- Born: 18 October 1936
- Died: 11 September 2003 (aged 66)
- Education: University of Manchester, Imperial College London
- Known for: Daphne Jackson Trust

= Betty Johnson (physicist) =

American physicist

Elizabeth "Betty" Johnson PhD (18 October 1936 – 11 September 2003) was an American theoretical physicist with a PhD in elementary particle theory, who was awarded an MBE in 2002 for "services to people returning to careers in science, engineering and technology". Johnson was influential in establishing the Daphne Jackson Trust and was one of the first women to receive a fellowship after a career break for family commitments. Johnson died after a long fight with breast cancer on September 11th, 2003.

== Career and research ==
Johnson was born in Philadelphia. She received a BA in physics and mathematics at Swarthmore College, Pennsylvania in 1958. She completed a PhD in elementary particle physics at the University of Manchester with support of the State Department Fulbright Scholarship scheme between 1958 – 1960, and an honorary Woodrow Wilson fellow. She continued her research in the University of Pittsburgh, University of Wisconsin–Madison, King's College London and the University of Auckland. Johnson held several part-time positions at the University of Surrey whilst raising two children. In 1975 Johnson was elected a fellow of the Institute of Physics.

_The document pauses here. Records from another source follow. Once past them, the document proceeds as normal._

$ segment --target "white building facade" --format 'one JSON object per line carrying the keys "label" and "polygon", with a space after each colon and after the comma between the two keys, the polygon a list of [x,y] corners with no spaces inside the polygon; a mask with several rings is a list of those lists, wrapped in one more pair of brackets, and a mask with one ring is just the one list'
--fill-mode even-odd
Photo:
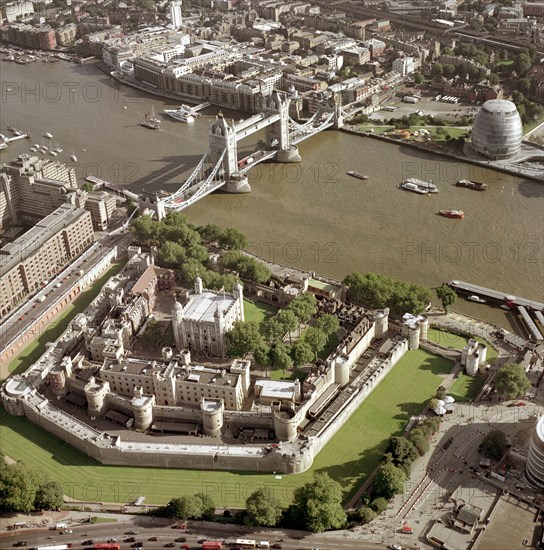
{"label": "white building facade", "polygon": [[244,320],[244,291],[236,285],[233,294],[213,292],[195,280],[195,292],[183,306],[176,302],[172,312],[174,339],[178,349],[223,357],[227,351],[225,334],[235,321]]}

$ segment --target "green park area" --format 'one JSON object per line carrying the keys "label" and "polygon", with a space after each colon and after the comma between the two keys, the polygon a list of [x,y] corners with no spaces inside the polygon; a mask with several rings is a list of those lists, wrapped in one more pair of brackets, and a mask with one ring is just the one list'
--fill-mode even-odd
{"label": "green park area", "polygon": [[244,298],[244,319],[246,323],[255,322],[259,325],[278,312],[278,308],[263,302],[250,302]]}
{"label": "green park area", "polygon": [[[427,334],[429,340],[453,349],[463,349],[468,344],[468,336],[452,334],[444,330],[431,328]],[[497,350],[486,342],[483,338],[476,337],[476,340],[487,346],[487,362],[492,363],[497,358]],[[460,372],[448,393],[456,401],[472,401],[482,389],[485,380],[480,376],[468,376]]]}
{"label": "green park area", "polygon": [[34,342],[29,344],[19,355],[11,360],[8,365],[9,372],[12,374],[20,374],[24,372],[32,363],[36,362],[44,353],[45,346],[48,342],[54,342],[68,326],[68,323],[98,296],[100,289],[104,283],[113,275],[121,271],[124,262],[118,262],[102,277],[97,279],[91,287],[81,293],[74,302],[69,305],[48,327],[40,334]]}
{"label": "green park area", "polygon": [[308,482],[314,472],[327,472],[346,495],[374,470],[392,434],[400,434],[411,415],[421,412],[449,373],[451,362],[423,350],[408,352],[317,456],[310,470],[298,475],[232,473],[102,466],[26,418],[0,409],[0,451],[43,470],[63,484],[72,498],[101,502],[162,504],[199,491],[217,506],[241,507],[256,485],[265,485],[282,502]]}

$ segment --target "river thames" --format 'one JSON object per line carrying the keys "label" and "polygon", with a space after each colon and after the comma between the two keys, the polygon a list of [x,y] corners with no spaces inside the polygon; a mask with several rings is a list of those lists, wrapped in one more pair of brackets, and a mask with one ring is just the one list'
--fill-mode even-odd
{"label": "river thames", "polygon": [[[57,159],[74,165],[79,179],[95,175],[137,192],[174,191],[200,160],[218,112],[208,109],[192,125],[161,114],[161,129],[151,131],[139,126],[143,113],[153,105],[160,114],[175,106],[172,100],[120,87],[93,65],[0,63],[0,132],[7,135],[12,124],[32,134],[31,143],[1,151],[1,162],[28,153],[51,132],[64,150]],[[253,150],[257,139],[250,136],[241,149]],[[542,183],[339,131],[311,137],[299,150],[300,164],[250,171],[251,193],[215,193],[185,213],[198,224],[236,227],[249,250],[267,260],[338,279],[352,271],[431,287],[460,279],[543,301]],[[432,179],[440,192],[398,189],[410,176]],[[460,178],[489,189],[455,187]],[[439,209],[463,210],[465,219],[440,217]],[[454,309],[511,326],[499,309],[464,300]]]}

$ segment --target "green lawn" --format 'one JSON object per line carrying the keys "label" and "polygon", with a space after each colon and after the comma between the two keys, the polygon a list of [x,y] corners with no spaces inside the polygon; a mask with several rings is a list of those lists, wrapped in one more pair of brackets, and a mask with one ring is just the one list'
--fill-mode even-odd
{"label": "green lawn", "polygon": [[244,319],[246,323],[254,321],[260,325],[265,319],[275,315],[277,311],[277,307],[244,299]]}
{"label": "green lawn", "polygon": [[435,342],[447,348],[463,349],[468,344],[468,338],[466,336],[459,336],[437,328],[430,328],[427,331],[427,338],[431,342]]}
{"label": "green lawn", "polygon": [[20,374],[24,372],[28,367],[36,362],[45,351],[45,346],[48,342],[54,342],[68,326],[68,323],[78,314],[81,313],[85,308],[98,296],[100,289],[104,283],[113,275],[118,273],[121,268],[125,265],[124,262],[118,262],[102,277],[97,279],[91,287],[81,293],[72,303],[68,306],[47,328],[47,330],[34,342],[29,344],[19,355],[11,360],[8,365],[9,372],[12,374]]}
{"label": "green lawn", "polygon": [[485,380],[479,376],[469,376],[460,372],[453,385],[448,390],[456,401],[472,401],[482,389]]}
{"label": "green lawn", "polygon": [[[427,333],[427,337],[432,342],[436,342],[441,346],[454,349],[463,349],[468,344],[469,340],[468,336],[453,334],[437,328],[430,328]],[[478,342],[481,342],[487,346],[487,362],[493,363],[499,354],[498,351],[487,340],[484,340],[479,336],[476,336],[475,338]]]}
{"label": "green lawn", "polygon": [[204,491],[217,506],[243,506],[255,486],[266,485],[288,503],[293,491],[316,471],[329,473],[349,498],[382,458],[389,436],[402,433],[410,416],[422,410],[440,385],[439,375],[448,373],[451,366],[450,361],[423,350],[408,352],[318,455],[313,467],[281,479],[271,473],[101,466],[3,408],[0,451],[43,470],[76,499],[128,502],[143,495],[149,504],[162,504],[175,496]]}

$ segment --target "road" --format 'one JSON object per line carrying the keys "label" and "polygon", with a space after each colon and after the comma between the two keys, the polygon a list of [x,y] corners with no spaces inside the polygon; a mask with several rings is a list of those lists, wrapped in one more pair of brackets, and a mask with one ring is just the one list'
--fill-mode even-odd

Her research interests evolved from elementary particle theory to gas dynamics and spin-dependent effects in semiconductors. Her work focused on understanding fundamental physics and using it to predict the properties of real materials.

During her time at the University of Surrey, Johnson became a colleague and friend of Daphne Jackson, the first woman in the United Kingdom to become a professor of physics. When Daphne Jackson began to award fellowships for women who wanted to resume research after taking a break from their careers; Johnson was one of the first recipients. In 1986 Johnson joined the Condensed Matter Theory Group at Imperial College London.

Johnson was crucial in establishing the Daphne Jackson Trust after Jackson's death in 1992. She became a trustee in 2002, as well as sitting on the council of the Women's Engineering Society. She was awarded in an MBE for her commitment to women in science in 2002.